The blocks from left to right are degrees, minutes, and seconds. The seconds need to be divided by 60 (36 / 60 = 0.6), the result is added to the minutes (39 + 0.6) and the sum again is divided by sixty (39.6 / 60 = 0.66). This delivers the final result that stands right of the decimal delimiter. Then, we concat the degrees with the calculated decimal places and convert the string into a float (57.66). For western latitudes and southern longitudes we need to multiply the resulting float with -1 to get a negative number.

The resulting geojson for the coordinates from the Gothenburg airport looks like this:

{
  "type": "FeatureCollection",
  "features": [
    {
      "type": "Feature",
      "geometry": {
        "type": "Point",
        "coordinates": [
          12.29111111111111,
          57.66,
          0
        ]
      },
      "properties": {
        "name": "G\u00f6teborg_Landvetter_Airport"
      }
    }
  ]
}

The script is a command line tool that can extract coordinates from several pages at once. The script is well documented and self explaining.

wiki2geojson.py DownloadView all
#!/usr/bin/env python3
# -*- coding: UTF-8 -*-

"""
This script tries to retrieve geocoordinates from the given Wikipedia article.
The output is written to a file in the geo json format. For each location a
feature of the type point is created which contains the geometry and the name
of the wiki article. If the wiki article does not contain a geolocation
address the output will be empty and no feature is created for that article.

General usage is:
wiki2geojson.py <wiki_url> | <wiki_article> [ --out file.geojson ]
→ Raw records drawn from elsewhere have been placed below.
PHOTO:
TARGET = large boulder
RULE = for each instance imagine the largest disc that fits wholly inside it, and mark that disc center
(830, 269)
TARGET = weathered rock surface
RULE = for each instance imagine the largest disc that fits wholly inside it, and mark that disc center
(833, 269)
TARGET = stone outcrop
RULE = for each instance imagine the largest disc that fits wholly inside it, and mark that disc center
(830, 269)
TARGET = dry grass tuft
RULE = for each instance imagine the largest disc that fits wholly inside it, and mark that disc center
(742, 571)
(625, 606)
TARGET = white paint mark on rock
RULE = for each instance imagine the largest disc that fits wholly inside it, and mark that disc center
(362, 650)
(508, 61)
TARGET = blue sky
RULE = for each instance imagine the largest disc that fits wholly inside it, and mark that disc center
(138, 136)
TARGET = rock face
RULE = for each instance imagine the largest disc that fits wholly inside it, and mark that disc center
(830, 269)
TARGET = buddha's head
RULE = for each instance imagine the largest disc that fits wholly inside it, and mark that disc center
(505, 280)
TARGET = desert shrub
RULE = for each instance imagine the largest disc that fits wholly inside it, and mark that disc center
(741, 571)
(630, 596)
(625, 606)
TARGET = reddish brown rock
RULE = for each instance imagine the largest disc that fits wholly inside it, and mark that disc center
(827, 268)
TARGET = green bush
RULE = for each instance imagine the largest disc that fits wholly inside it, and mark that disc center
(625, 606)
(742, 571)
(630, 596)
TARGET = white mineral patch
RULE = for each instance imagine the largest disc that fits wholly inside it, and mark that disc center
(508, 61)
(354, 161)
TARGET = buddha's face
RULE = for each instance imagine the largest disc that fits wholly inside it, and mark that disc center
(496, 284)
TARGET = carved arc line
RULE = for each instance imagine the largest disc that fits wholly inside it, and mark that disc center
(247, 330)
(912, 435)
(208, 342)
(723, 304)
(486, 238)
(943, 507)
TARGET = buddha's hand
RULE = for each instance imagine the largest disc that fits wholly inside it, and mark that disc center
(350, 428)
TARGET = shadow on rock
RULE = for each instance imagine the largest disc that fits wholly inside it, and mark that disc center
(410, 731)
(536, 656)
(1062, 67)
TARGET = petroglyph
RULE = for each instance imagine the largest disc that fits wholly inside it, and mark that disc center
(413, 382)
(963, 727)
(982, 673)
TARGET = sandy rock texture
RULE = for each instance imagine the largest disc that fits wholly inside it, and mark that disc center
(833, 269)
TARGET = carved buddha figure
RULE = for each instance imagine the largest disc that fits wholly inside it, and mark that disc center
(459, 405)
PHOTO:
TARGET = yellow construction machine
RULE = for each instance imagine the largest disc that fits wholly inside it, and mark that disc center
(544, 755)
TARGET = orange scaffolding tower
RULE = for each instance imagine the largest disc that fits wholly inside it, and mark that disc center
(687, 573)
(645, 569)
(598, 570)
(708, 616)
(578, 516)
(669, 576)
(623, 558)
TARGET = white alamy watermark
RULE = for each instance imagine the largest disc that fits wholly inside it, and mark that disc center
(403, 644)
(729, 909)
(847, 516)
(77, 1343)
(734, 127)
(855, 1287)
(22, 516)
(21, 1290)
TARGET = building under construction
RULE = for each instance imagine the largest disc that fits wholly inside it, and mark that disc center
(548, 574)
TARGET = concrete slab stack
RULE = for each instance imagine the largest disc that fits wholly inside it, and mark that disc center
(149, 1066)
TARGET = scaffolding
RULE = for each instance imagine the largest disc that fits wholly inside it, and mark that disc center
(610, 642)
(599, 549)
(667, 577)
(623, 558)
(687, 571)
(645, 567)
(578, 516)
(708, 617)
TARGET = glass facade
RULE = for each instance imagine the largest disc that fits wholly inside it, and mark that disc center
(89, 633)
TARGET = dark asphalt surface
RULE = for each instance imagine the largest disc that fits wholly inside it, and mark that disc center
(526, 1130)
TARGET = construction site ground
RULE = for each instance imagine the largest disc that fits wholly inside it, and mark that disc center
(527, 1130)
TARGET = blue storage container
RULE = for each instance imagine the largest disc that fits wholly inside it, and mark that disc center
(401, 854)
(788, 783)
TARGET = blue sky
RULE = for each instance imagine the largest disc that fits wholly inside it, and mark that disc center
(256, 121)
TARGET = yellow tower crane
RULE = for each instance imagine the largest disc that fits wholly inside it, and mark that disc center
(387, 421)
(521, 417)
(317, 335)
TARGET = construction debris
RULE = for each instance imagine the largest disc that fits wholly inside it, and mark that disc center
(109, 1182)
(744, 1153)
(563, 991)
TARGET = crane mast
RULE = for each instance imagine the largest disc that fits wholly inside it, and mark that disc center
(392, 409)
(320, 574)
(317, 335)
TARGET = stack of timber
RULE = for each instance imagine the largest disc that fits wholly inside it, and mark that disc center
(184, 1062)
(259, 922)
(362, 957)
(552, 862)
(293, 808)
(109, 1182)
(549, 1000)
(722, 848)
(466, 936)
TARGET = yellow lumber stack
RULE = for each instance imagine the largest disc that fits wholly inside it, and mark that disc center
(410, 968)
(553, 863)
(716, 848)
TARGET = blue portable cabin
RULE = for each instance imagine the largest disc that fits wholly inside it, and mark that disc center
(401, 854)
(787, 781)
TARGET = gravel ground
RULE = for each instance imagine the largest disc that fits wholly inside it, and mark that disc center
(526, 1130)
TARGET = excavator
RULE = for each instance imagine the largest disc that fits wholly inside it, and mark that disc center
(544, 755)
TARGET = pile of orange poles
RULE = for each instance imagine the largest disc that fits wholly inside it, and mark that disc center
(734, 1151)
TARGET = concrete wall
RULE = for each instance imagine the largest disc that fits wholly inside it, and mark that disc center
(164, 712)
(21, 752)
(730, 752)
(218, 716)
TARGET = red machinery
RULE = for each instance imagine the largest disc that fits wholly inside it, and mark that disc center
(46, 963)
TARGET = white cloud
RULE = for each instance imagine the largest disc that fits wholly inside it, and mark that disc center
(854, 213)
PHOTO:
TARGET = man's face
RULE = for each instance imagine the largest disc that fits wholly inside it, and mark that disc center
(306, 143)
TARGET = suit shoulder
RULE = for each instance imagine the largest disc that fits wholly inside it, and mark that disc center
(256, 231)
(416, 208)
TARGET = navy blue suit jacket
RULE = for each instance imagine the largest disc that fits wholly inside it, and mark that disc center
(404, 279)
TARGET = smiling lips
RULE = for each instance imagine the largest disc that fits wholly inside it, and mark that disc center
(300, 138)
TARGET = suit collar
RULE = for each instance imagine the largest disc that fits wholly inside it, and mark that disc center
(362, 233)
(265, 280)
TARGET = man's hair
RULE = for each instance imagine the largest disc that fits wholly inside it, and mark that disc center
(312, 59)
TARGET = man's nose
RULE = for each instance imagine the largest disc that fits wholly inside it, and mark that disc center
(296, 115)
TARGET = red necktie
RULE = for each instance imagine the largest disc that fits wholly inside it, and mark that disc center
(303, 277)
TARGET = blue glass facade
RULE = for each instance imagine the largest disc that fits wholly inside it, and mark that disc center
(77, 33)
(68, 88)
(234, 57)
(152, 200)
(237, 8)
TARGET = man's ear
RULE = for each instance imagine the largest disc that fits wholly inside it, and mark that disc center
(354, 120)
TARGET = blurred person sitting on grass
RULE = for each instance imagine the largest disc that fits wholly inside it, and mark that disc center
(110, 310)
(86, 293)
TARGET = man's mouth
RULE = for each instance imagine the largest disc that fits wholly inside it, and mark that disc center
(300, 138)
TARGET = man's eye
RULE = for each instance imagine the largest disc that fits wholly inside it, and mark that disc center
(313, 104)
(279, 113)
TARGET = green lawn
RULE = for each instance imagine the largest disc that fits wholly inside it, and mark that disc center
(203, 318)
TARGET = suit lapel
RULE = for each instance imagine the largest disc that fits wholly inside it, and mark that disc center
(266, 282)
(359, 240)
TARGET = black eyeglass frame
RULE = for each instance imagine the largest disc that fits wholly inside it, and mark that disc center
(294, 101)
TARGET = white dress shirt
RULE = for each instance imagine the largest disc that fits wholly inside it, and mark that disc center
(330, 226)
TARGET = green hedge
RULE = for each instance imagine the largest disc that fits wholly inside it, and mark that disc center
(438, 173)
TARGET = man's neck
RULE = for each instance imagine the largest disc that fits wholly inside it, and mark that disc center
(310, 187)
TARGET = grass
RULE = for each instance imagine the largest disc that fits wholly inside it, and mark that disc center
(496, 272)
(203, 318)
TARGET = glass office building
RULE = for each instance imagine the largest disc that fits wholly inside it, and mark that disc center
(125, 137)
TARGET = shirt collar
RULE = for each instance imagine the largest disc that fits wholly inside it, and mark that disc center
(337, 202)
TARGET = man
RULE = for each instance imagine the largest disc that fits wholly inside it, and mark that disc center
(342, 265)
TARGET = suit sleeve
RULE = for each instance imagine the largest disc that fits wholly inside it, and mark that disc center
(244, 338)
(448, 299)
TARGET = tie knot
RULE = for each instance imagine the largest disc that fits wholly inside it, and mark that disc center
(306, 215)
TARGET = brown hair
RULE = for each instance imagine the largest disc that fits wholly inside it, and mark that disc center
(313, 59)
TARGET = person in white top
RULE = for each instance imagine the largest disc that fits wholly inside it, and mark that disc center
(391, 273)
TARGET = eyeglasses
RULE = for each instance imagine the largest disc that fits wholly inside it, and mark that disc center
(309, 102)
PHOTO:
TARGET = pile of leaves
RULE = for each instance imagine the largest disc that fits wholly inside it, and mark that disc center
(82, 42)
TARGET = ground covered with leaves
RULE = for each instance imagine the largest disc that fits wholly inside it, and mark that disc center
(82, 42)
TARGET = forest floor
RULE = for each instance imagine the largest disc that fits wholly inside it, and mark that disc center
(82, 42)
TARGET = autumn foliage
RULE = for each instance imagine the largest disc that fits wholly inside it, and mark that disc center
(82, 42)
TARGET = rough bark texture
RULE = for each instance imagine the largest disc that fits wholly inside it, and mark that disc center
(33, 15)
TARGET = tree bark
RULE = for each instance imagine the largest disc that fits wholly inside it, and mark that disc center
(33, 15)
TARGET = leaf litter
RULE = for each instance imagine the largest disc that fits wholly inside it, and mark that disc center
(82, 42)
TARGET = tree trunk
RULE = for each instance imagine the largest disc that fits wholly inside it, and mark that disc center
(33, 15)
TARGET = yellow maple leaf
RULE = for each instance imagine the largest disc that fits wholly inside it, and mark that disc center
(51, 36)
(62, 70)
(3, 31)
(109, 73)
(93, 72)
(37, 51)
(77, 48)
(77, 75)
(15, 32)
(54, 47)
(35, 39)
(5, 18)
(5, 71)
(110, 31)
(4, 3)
If you want to retrieve the geolocation of the british city of Bristol, the
city could be provided by the complete url from wikipedia
https://en.wikipedia.org/wiki/Bristol or just by the article name Bristol.
You can provide several article names at once, these will be fetched
subsequently and the output will be written into the same file. You may also
provide a local file name with articles listed, that should be fetched. Each
article or the complete wiki url must be on a separate line.

Optional parameters are:
--wiki <url>  Base url of the wiki, for the english wikipedia this would
              be https://en.wikipedia.org/wiki an article name is added to
              that URL automatically.
--out <file>  Some file where the geojson result is written to.
--verbose     Some verbose output during the script run.
--list        List all coordinates that are found on the Page.
--help        Print this help information.

"""

import os, sys, re, json
import urllib.request, urllib.parse
from html.parser import HTMLParser

usage = ("Usage: " + os.path.basename(sys.argv[0]) +
         " wiki_url|article ... [--out output_file]\n" +
         "Type --help for more details."
        )

def dieNice(errMsg = ""):
    print("Error: {0}\n{1}".format(errMsg, usage))
    sys.exit(1)

class MyHTMLParser(HTMLParser):
    """
    create a subclass of the HTMLParser to look for the anchor elements
    that seem to coordinates set. A typical link looks like:
    //geohack.toolforge.org/geohack.php?pagename=G%C3%B6teborg_Landvetter_Airport&amp;params=57_39_36_N_012_17_28_E_region:SE_type:airport
    Apparently the coordinates may also be in decimal numbers already like:
    //geohack.toolforge.org/geohack.php?pagename=Andernach&language=de&params=50.439722222222_N_7.4016666666667_E_region:DE-RP_type:city(30126)
    It's not important whats inside the anchor element and where it closes. As
    soon as we find on of these we just stop parsing the document any further.

    """

    patternNat = re.compile('((\\d+_){1,3})(N|S)_((\\d+_){1,3})(W|E)')
    patternDec = re.compile('(\\d+(\\.\\d+)?)_(N|S)_(\\d+(\\.\\d+)?)_(W|E)')
    patternMix = re.compile('((\\d+_){2}\\d+\\.\\d+)_(N|S)_((\\d+_){2}\\d+\\.\\d+)_(W|E)')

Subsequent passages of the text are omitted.